There is a great article from John Ortberg with the same title that can be found here.

John is a great thinker around spiritual formation, and some of his latest stuff is his best yet.  Here are a couple of great excerpts from this article, but the whole thing is worth reading:

Jesus made staggering promises about his ability to transform human lives:

“‘Let anyone who is thirsty come to me and drink. Whoever believes in me, as the Scripture has said, will have streams of living water flowing from within.’ By this he meant the Spirit, whom those who believed in him were later to receive” (John 7:37-39).

This life is not something we produce; it exists independently of us. It is the Spirit of God.

Often people are moved by the vision of Jesus, are overwhelmed by the hope and beauty of his promise, and they say yes to it. For a time, there’s a kind of a spiritual honeymoon period. They’re filled with love for God, and they’re drawn to the Bible. And some things change. Maybe coarse language gets cleaned up. Maybe certain habits get overcome.

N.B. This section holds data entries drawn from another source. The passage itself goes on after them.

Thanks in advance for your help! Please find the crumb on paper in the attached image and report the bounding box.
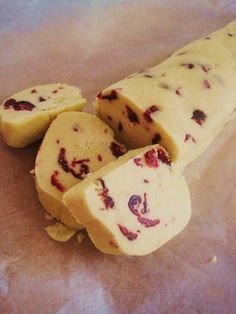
[30,168,35,177]
[191,172,200,180]
[45,222,77,242]
[210,255,218,264]
[44,212,55,221]
[77,232,85,244]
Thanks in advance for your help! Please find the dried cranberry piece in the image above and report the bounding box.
[3,98,16,109]
[184,133,196,143]
[58,147,90,180]
[70,158,90,180]
[118,224,138,241]
[138,216,160,228]
[97,155,102,161]
[181,63,195,70]
[191,109,207,125]
[157,147,171,166]
[57,147,70,172]
[152,133,161,144]
[51,170,65,192]
[175,87,182,96]
[118,122,123,131]
[159,83,170,89]
[128,195,142,216]
[103,196,115,209]
[144,148,159,168]
[143,74,153,78]
[3,98,35,111]
[134,158,143,167]
[201,64,211,73]
[97,89,118,102]
[14,100,35,111]
[128,193,160,227]
[110,142,127,158]
[125,105,139,123]
[143,105,160,123]
[203,80,211,89]
[97,178,115,209]
[141,193,149,214]
[109,241,119,249]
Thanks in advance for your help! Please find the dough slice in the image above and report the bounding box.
[64,145,191,255]
[0,83,86,147]
[35,112,126,229]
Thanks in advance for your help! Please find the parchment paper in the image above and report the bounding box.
[0,0,236,314]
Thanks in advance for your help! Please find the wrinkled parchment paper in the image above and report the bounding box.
[0,0,236,314]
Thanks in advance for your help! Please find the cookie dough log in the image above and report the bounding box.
[35,112,126,229]
[64,145,191,255]
[0,83,86,147]
[96,21,236,169]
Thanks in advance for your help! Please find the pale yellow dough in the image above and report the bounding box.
[63,145,191,255]
[96,21,236,170]
[35,112,126,229]
[0,83,86,147]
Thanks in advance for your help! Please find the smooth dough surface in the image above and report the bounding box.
[64,145,191,255]
[35,112,126,229]
[96,21,236,170]
[0,83,86,147]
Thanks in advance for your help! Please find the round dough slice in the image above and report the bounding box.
[0,83,86,147]
[64,145,191,255]
[35,112,126,229]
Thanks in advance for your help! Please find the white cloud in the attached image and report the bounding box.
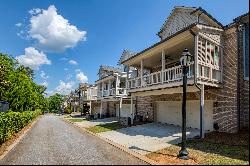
[76,71,88,83]
[16,47,51,70]
[69,60,77,65]
[40,71,49,80]
[55,80,74,94]
[75,69,81,73]
[28,8,42,15]
[66,74,72,81]
[60,57,68,61]
[41,81,49,87]
[28,5,87,52]
[15,22,22,27]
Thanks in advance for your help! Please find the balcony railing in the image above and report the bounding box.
[98,88,126,98]
[127,62,194,89]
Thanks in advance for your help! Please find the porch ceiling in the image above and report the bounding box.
[130,32,194,69]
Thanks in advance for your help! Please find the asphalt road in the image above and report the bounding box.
[0,115,146,165]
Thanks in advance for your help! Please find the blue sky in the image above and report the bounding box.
[0,0,249,93]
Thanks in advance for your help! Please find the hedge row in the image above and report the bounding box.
[0,110,42,145]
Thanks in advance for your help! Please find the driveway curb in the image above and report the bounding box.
[61,118,159,165]
[0,115,43,160]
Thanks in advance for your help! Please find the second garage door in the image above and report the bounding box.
[116,104,135,118]
[156,101,213,131]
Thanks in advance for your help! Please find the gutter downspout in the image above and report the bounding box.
[236,22,242,131]
[190,30,205,138]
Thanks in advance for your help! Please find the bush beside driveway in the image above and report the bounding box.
[146,140,249,165]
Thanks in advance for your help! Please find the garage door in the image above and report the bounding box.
[156,101,213,131]
[91,106,101,114]
[116,104,135,118]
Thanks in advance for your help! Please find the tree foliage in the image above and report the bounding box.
[47,93,64,113]
[0,53,47,112]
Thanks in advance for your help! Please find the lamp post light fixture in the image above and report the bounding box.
[178,48,192,160]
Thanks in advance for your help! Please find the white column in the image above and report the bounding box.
[118,97,122,121]
[100,101,102,118]
[108,80,111,96]
[194,35,200,81]
[130,96,134,124]
[89,100,92,115]
[115,74,119,95]
[200,84,205,138]
[161,50,166,84]
[126,66,130,90]
[102,82,104,97]
[141,60,143,86]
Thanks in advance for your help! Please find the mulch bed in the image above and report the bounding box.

But over time this sense of progress stalls out. People find themselves wrestling with patterns of anger, or sexual addictions, or chronic anxiety that are embedded too deeply in their bodies to be lifted out simply through hearing more information. And they get stuck in a gap.

When they first hear the gospel, they’re aware of the gap between them and God caused by sin. And they come to understand that human effort cannot bridge that gap; it can only be bridged by grace.

But over time they become aware of another gap: the gap between who I am right now and the person God wants me to become.

And then he gives some examples of the way God customizes spiritual growth plans for different people in the Bible:

He had Abraham take a walk,
Elijah take a nap,
Joshua take a lap,
Adam take the rap.

He gave Moses a 40-year timeout,
He gave David a harp and a dance,
He gave Paul a pen and a scroll.

He wrestled with Jacob,
argued with Job,
whispered to Elijah,
warned Cain,
and comforted Hagar.

He gave Aaron an altar,
Miriam a song,
Gideon a fleece,
Peter a name,
and Elisha a mantle.

Jesus was stern with the rich young ruler,
tender with the woman caught in adultery,
patient with the disciples,
blistering with the scribes,
gentle with the children,
and gracious with the thief on the cross.